As a result, military personnel and veterans have a deep understanding of logistical imperative. And that’s just one reason why servicemembers have the potential to make a successful transition to a civilian career in business. Added to that are the personal qualities that military service fosters – leadership, discipline, perseverance and loyalty, for example – as well as the ability of servicemembers to produce quality work as part of a team or individually.

Finally, servicemembers must be able to shift seamlessly between the short- and long-term view – an invaluable attribute for aspiring business owners and entrepreneurs.

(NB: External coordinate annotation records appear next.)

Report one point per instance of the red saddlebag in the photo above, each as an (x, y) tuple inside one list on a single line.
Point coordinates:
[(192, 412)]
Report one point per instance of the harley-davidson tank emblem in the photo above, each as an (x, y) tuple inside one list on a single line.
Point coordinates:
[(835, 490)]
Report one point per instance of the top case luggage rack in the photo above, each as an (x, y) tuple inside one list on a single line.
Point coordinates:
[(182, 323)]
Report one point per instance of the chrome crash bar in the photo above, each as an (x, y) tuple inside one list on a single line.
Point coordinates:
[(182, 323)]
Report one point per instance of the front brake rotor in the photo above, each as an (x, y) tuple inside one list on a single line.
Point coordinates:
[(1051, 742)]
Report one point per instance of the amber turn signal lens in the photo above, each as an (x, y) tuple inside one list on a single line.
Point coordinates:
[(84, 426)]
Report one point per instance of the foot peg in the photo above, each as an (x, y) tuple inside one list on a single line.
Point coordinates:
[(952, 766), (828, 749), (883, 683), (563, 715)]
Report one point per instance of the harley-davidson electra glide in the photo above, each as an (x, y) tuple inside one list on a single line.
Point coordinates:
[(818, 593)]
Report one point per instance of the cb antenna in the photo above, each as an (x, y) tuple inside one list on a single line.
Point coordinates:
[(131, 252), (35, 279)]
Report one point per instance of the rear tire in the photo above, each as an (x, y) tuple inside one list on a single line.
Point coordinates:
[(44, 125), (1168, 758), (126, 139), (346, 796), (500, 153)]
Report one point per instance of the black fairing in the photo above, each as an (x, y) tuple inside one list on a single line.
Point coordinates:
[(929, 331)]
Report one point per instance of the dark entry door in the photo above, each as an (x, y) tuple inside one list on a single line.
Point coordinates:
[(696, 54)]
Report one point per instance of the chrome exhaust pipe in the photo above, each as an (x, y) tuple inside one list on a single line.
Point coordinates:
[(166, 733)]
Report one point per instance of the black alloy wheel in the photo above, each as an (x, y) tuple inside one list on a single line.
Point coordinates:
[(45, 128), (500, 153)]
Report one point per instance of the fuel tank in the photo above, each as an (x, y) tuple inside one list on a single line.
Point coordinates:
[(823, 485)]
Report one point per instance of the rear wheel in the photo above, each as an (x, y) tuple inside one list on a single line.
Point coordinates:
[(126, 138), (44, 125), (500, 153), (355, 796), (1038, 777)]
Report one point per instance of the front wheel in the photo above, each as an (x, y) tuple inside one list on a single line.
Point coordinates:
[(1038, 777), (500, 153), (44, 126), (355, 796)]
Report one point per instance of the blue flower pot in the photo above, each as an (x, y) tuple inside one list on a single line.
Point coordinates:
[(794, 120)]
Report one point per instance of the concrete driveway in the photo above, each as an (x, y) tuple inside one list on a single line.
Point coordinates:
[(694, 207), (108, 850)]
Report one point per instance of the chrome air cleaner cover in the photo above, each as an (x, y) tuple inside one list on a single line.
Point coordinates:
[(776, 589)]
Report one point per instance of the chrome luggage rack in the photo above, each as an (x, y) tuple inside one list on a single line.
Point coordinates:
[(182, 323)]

In the franchise industry, veterans and servicemembers already are acknowledged as having the skills and knowledge required to become successful business people. VetFran, a business initiative administered by the International Franchise Association (IFA) in conjunction with the Small Business Administration, the U.S. Department of Veterans Affairs and the Veterans of Foreign Wars, among other agencies, offers financial incentives, mentoring and training to veterans as they transition into civilian entrepreneurship.

Related: To create a personalized transition plan for yourself, and for transition guides and checklists, visit the Military.com Transition Center.

According to VetFran, nearly 70,000 franchise businesses in the United States are owned by veterans, representing a total payroll of more than 800,000 and in excess of $41 billion in gross domestic product.

Vetfran’s Operation Enduring Opportunity, meanwhile, aims to recruit 75,000 veterans and their spouses plus 5,000 wounded warriors as franchise restaurant owners by 2014.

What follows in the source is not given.